For more than 40 years, New York’s Stop DWI programs have led to a decrease in impaired driving across the state.

State Sen. Tim Kennedy says the effort is worthwhile.

"The program is clearly working. We’ve seen a magnificent decrease in DWIs across New York state to the tune of about 70% in the first decade this program was in place," he said. 

But some lawmakers are concerned money from impaired driving fees aren’t going where they should be. Kennedy wants the money sent not to the state's general fund, but directly to county programs. As the budget fight continues in Albany, lawmakers want to strengthen anti-DWI programs at the local level.

"It will help us to continue the program to a level where there is a decrease in DWIs with every aspect of public safety in mind," Kennedy said. 

All told, about $7 million is at stake for STOP-DWI programs across the state. The budget is due to pass April 1, and lawmakers hope the direct funding measure is included in a final deal.

"We also hope that that funding going directly to the counties and not the general fund will give them the confidence that funding will be there and allow them to enforce and put forward these education and prevention programs at a level our communities across New York state deserve," Kennedy said. 

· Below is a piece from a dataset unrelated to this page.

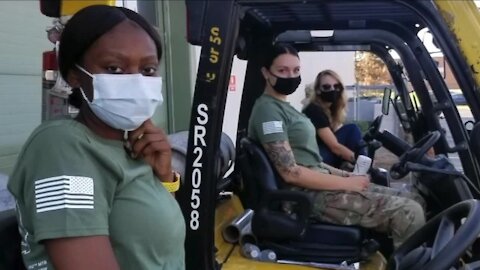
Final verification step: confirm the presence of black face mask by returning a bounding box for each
[317,90,340,103]
[267,73,302,95]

State Assemblywoman Donna Lupardo says lawmakers want the change included in a final budget agreement amid growing concerns over traffic safety.

"Over two thirds of the people killed on the highways have to do with some type of driving impairment," Lupardo said. "They need the funds for sobriety checkpoints and training and all the things they have done so well."

The STOP-DWI program began in 1981 with the goal of tailoring anti-impaired driving messages to specific regions of New York.

"Each DWI program has a specific set of circumstances and constituencies – whether it’s urban, suburban or rural," Lupardo said. "And we want them to continue to be able to address what they see going on in their counties."